Das heißt, Sie blicken eher pessimistisch in die Zukunft? Denn es gibt ja auch Analysten, die sagen, an den Börsen ist noch viel Luft nach oben.
Ja, die gibt es. Ich bin aber eher pessimistisch, vor allem für Europa. In Amerika könnte mit weiteren Staatsschulden die Wirtschaft angekurbelt werden. Und selbst wenn Trump noch einmal Präsident werden sollte, kann das für die Börsen gut sein – in seiner letzten Amtszeit hatte er ja die Börsen auch durch Steuersenkungen positiv beeinflusst. Für die europäischen Börsen und China wäre eine Trump-Präsidentschaft aber eher negativ, da Zölle den Handel belasten dürften.
Lässt sich das wirklich so pauschal sagen? Sollte Donald Trump im November antreten und zum US-Präsidenten gewählt werden, ließe sich doch kaum seriös vorhersagen, wie die Welt danach aussehen wird.
Das stimmt schon, seriöse Vorhersagen sind bei Trump kaum möglich. Trumps Charakter ist so sprunghaft, dass er am Ende komplett andere Sachen macht als erwartet. Aber generell dürfte für ihn die Parole „America first“ weiter gelten, und das könnte zumindest der amerikanischen Konjunktur nützen.
Wie lautet in der aktuellen Lage Ihr Ratschlag an Kleinanleger?
In der derzeitigen Phase sollte man nur sehr selektiv investieren. Gerade Themen wie Künstliche Intelligenz werden die Börsenfantasie noch länger anregen, noch ist der gute Lauf der Technologie-Aktien nicht vorbei. Und dann sollte man schauen, welche Branchen gerade gut verdienen: Das sind Pharmaunternehmen oder Versicherungen. Insgesamt ist an den Börsen aber eher mit einer Seitwärtsbewegung in diesem Jahr zu rechnen.

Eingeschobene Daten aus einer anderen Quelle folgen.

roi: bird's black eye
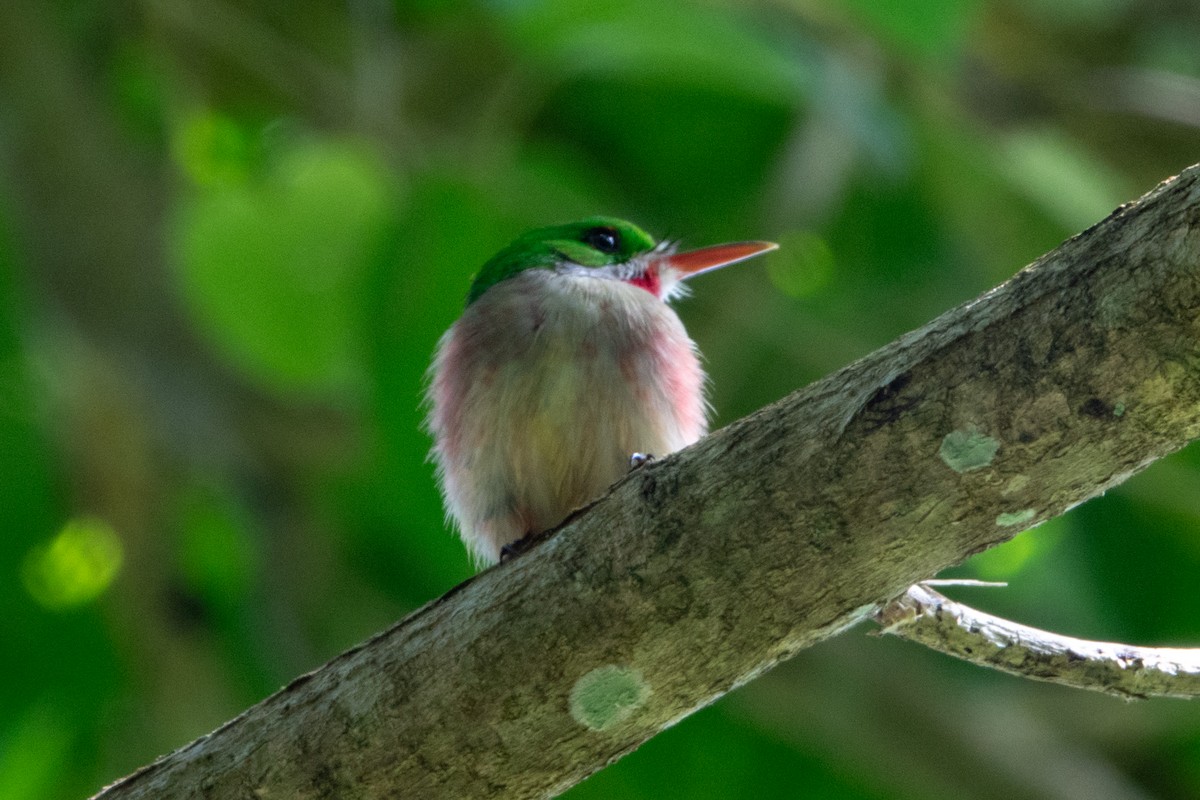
[583,228,620,253]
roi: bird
[425,216,778,566]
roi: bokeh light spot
[22,517,124,610]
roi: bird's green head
[467,217,659,306]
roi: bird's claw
[629,453,654,473]
[500,534,535,564]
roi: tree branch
[91,168,1200,800]
[875,584,1200,699]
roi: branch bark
[875,584,1200,699]
[91,167,1200,800]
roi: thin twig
[875,584,1200,699]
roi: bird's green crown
[467,217,656,306]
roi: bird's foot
[629,453,654,473]
[500,534,538,564]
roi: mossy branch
[91,168,1200,800]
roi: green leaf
[174,136,391,391]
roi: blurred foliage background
[0,0,1200,800]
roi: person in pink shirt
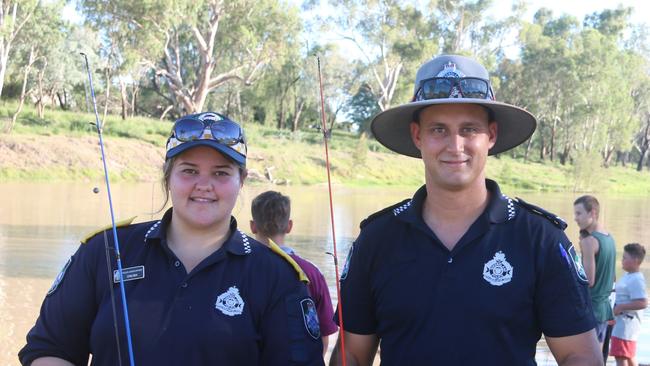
[250,191,338,353]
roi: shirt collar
[144,208,252,255]
[393,179,516,224]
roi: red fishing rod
[316,56,347,366]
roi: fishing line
[81,52,135,366]
[316,56,347,366]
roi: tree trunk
[291,99,305,132]
[6,46,36,133]
[120,78,129,120]
[160,104,174,121]
[636,147,648,172]
[36,57,47,119]
[131,82,140,116]
[56,90,65,111]
[102,66,111,126]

Ich weiß, dass diese Aussage etwas unbefriedigend ist, aber es ist angesichts der aktuell unsicheren Konjunkturaussichten sehr schwer, Vorhersagen zu treffen.
Haben Sie dennoch einen Tipp?
Gerade jetzt kann es sich lohnen, neben Aktien immer auch einen Teil an Anleihen zu kaufen. Wenn man Glück hat, kauft man eine 5-Prozent-Anleihe, die im Kurs dann auch noch steigt – und am Ende hat man zehn Prozent verdient. Es ist möglich, dass man in diesem Jahr mit Anleihen sogar besser fährt als mit Aktien.